Il lavoro creativo ha molto del gioco, senza dubbio, perché le modalità sono spesso ludiche. Gli piace stare in ambienti stimolanti, informali, che a volte ricordano le camerette degli adolescenti e altre volte richiamano la ricchezza luminosa della natura. Molti creativi lavorano bene camminando nel parco, con pennarelli colorati in tasca e un grosso notes tra le mani. O con un registratore. Comunque si spostano da qui a lì senza sentirsi condizionati alla fissità del posto di lavoro, benché abbiano una tana, un pensatoio, in cui si rifugiano quando è il momento del parto.  Stanno bene nei déhors dei caffè, per esempio, assorti nelle loro annotazioni, sul portatile, e al contempo immersi nel flusso delle persone e nello spettacolo vivace della strada o della piazza.
Ma si è fuori completamente se si pensa che questa sia mancanza di disciplina. I creativi hanno bisogno di tempi di grande concentrazione, in pieno isolamento, e di tempi di flusso di stimoli a ruota libera. E loro sanno muoversi autonomamente e senza impaccio da un tempo all’altro.


Il fatto è che il creativo ha afferrato che le modalità del processo creativo sono molto lontane da quelle del lavoro meccanico. Il taylorismo cui siamo abituai a immaginare il lavoro era una teoria scientifica del lavoro, solo a patto che si trattasse di lavoro meccanico. Una conoscenza sempre più precisa dei processi creativi produce stili di lavoro che sono l’antitesi del taylorismo. Se lì l’efficienza era affidata alla parcellizzazione, standardizzazione, e tempi veloci e costanti dell’esecuzione, l’efficienza della creatività deve seguire una fisiologia del tutto diversa, variabile e avventurosa come la storia di una gravidanza, e assolutamente non inquadrabile in una routine monotona e ripetitiva


Per questo il creativo ama la libertà, l’indipendenza. Non perché insofferente della disciplina, ma perché in questo spazio tempo tutto suo può calibrare il suo lavoro secondo le esigenze che viene scoprendo man mano che prende consapevolezza delle condizioni e dei comportamenti che lo rendono più efficace.


Qualcosa del grande movimento ecologico ha raggiunto nel creativo il centro stesso dell’uomo. Dalla cura degli equilibri naturali, dalla salvaguardia delle specie  in pericolo d’estinzione alla lotta contro l’inquinamento del pianeta, quel movimento culturale ha raggiunto l’ecologia della mente e si estende all’ecologia del lavoro. “Puliamo la terra” ha trovato il suo centro sorgivo nel “puliamo la mente”.

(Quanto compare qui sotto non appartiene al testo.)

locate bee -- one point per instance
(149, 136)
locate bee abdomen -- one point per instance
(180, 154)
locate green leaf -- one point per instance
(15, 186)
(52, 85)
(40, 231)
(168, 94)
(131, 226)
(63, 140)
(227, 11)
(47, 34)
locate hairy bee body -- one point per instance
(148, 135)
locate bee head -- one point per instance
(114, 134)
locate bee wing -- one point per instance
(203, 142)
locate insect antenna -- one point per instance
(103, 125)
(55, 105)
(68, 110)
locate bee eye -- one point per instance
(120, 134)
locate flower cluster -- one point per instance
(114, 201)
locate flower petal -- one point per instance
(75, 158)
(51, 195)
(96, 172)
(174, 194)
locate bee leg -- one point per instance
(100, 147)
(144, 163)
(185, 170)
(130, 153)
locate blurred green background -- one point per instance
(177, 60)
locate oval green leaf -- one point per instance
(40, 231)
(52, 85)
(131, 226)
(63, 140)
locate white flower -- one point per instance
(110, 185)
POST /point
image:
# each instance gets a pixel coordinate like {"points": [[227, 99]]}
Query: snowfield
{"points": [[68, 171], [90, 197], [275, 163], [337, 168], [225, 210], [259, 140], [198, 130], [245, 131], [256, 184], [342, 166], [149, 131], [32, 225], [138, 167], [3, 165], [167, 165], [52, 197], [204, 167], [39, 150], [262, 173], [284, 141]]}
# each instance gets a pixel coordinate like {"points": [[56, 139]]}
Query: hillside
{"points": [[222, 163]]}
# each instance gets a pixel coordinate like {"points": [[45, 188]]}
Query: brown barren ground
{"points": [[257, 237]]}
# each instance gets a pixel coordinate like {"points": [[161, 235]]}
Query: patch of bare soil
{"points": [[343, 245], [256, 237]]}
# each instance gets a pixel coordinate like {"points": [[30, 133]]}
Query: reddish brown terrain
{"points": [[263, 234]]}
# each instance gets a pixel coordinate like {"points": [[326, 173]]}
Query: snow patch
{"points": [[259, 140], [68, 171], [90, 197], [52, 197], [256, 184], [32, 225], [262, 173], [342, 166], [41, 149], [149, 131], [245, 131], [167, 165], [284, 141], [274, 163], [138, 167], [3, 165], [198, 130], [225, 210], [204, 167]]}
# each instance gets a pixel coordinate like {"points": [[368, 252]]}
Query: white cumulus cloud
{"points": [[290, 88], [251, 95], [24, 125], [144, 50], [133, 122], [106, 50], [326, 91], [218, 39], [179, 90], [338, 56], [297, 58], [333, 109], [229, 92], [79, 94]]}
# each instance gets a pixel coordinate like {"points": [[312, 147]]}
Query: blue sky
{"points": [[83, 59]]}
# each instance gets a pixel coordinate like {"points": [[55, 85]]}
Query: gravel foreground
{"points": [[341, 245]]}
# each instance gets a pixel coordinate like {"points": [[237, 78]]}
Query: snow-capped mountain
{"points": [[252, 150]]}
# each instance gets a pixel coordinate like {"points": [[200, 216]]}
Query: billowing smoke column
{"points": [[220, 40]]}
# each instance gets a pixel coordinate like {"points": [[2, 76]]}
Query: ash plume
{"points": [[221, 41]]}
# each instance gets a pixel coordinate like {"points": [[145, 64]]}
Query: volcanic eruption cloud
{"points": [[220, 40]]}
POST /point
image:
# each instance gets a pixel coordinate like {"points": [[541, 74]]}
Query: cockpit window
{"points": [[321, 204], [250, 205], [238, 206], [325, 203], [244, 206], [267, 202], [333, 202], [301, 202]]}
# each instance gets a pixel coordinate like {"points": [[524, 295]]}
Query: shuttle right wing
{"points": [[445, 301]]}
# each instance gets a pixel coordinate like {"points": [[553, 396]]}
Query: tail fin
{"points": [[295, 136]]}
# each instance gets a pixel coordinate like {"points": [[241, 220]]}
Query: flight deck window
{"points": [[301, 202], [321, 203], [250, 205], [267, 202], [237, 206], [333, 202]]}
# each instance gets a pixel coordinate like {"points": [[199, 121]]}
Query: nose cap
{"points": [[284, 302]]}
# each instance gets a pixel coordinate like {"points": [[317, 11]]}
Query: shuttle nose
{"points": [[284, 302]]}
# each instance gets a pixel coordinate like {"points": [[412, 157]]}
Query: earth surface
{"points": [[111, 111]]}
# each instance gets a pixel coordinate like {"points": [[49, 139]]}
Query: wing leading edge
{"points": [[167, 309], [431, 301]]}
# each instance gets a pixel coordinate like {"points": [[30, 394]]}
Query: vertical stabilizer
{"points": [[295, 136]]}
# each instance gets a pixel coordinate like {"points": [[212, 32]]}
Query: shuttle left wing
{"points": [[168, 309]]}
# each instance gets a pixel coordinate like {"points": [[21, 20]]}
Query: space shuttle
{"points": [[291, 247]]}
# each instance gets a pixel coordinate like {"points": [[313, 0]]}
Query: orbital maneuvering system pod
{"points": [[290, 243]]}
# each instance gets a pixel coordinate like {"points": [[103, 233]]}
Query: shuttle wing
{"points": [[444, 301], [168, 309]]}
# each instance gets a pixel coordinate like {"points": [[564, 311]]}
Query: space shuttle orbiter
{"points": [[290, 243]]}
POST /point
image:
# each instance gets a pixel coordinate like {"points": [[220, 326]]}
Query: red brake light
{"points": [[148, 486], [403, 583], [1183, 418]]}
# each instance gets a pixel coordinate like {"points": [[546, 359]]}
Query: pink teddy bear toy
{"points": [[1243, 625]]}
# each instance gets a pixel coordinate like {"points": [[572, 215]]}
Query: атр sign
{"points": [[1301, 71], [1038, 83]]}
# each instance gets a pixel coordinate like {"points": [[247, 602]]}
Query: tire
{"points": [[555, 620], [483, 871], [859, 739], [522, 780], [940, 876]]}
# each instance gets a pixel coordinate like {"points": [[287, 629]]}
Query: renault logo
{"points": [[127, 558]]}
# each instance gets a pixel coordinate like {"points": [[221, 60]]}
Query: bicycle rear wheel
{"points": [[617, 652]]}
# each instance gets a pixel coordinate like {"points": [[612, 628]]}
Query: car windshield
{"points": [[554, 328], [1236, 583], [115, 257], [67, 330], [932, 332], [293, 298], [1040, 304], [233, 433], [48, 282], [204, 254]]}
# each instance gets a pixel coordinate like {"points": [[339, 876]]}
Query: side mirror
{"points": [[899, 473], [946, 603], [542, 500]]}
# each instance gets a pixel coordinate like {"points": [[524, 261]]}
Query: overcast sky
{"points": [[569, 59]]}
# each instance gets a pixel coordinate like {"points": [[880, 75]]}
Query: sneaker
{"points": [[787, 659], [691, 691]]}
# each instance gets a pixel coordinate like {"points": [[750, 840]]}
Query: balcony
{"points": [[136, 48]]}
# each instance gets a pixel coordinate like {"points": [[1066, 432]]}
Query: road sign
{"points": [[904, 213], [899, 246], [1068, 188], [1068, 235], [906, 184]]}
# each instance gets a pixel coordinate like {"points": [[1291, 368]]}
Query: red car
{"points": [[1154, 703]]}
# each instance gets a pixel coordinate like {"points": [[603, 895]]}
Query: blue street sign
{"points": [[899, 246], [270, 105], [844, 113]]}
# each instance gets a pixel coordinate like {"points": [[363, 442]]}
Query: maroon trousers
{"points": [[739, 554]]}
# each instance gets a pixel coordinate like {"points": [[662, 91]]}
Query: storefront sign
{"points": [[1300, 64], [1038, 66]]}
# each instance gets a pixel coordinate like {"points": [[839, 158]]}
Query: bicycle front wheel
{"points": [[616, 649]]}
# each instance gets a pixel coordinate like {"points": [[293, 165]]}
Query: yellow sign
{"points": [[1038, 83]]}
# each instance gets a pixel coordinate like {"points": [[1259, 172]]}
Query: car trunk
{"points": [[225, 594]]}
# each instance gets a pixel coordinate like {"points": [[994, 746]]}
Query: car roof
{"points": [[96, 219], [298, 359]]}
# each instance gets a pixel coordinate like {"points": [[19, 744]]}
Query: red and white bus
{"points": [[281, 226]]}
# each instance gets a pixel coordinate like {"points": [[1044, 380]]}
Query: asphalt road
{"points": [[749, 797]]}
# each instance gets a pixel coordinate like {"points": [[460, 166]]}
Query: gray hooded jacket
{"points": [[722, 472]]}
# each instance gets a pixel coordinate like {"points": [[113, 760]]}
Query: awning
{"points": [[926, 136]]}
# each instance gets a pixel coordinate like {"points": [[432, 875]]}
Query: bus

Il grigiore della depressione, epidemia dilagante nella nostra era,  si va sciogliendo nell’anima del creativo non in forza di interminabili analisi freudiane, ma in ragione della gioiosa ed eccitante corrente vitale che è connessa con la liberazione dei processi creativi. L’effetto si trasforma in causa. La salute cura la malattia.


Una volta avviatosi per questa strada il creativo non indugia più un attimo nel parcheggio noioso delle lamentele e dei piagnistei. Se si trova in una situazione incancrenita ne esce senza esitazione. Sa che la buona salute dell’anima è la base irrinunciabile di qualsiasi gentilezza, comprensione,  ascolto e compassione.